If America wants to sit back, or our industry wants to sit back and take a study of what's happened since the 80s to where we are here today, I think the one word that really resonates, as far as I'm concerned . . . is sustainability.
Build golf courses with sustainability. And sustainability is not going out there with the slash-and-burn approach and spend $20 million on building a golf course when it should have only been 10. The unlimited budget approach is done now, unless you have a sugar daddy who wants to come in and just build a golf course for himself.
The responsibility now for anybody in the United States and the rest of the world is to build golf courses that can sustain, generation after generation after generation.

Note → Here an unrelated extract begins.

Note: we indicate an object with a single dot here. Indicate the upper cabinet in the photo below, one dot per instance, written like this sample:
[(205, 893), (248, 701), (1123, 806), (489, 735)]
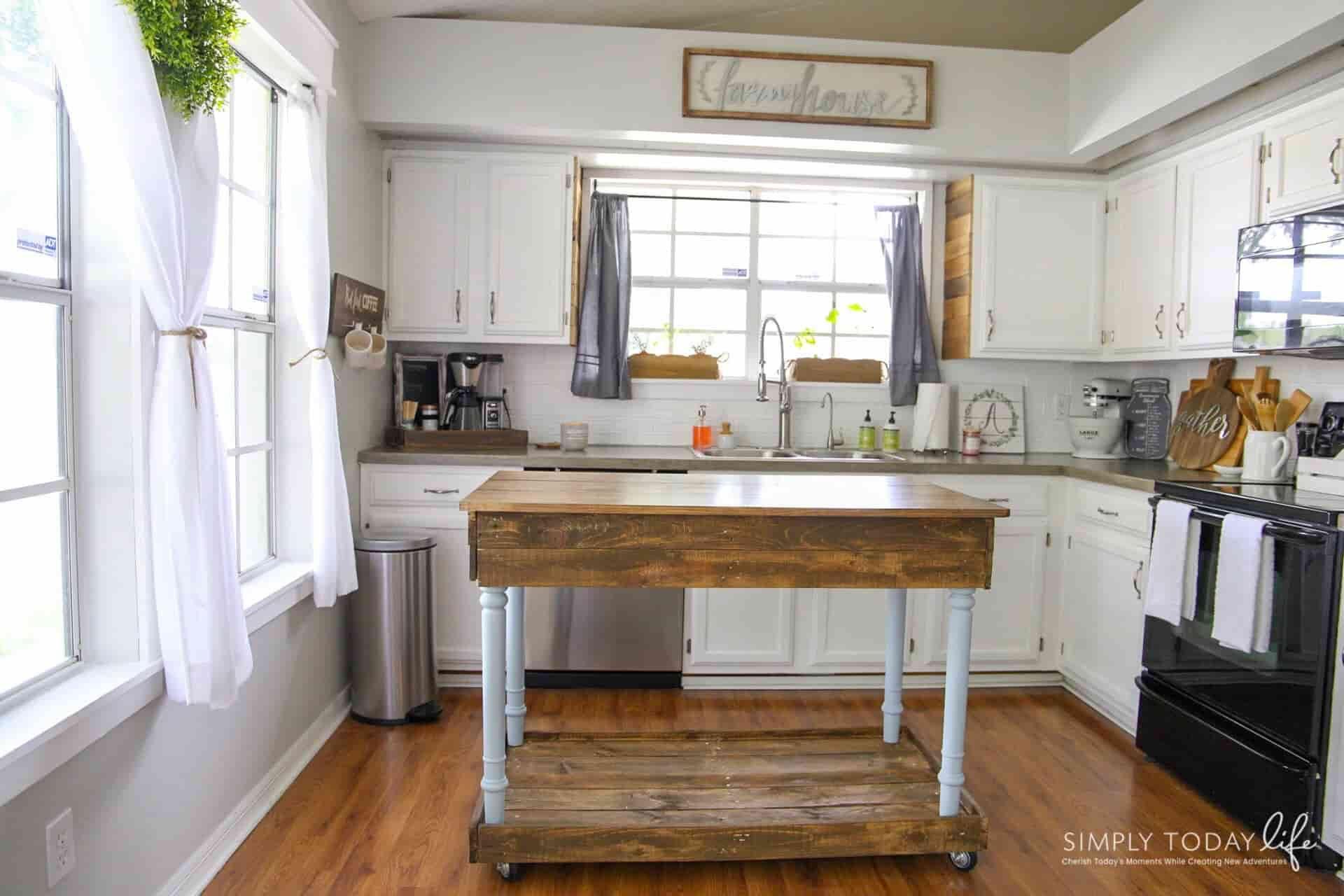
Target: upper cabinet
[(1140, 226), (480, 246), (1304, 162), (1023, 267)]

The ongoing cost of the construction of a golf course is huge. The sustainability from environmental issues are huge. So you've got to be able to make sure those costs are kept down to a minimum, because the cost of living always escalates. So if you start in with a big price tag, that price tag never really gets reduced. It keeps getting higher and higher and higher.
When we look back at what happened in the 80s in America, a lot of the golf courses that were built, you had to have hand labor to maintain them. So then the annual dues are very, very expensive, and those annual dues keep multiplying and going up and up and up.
Note to Greg: It's time to put your money where your mouth is.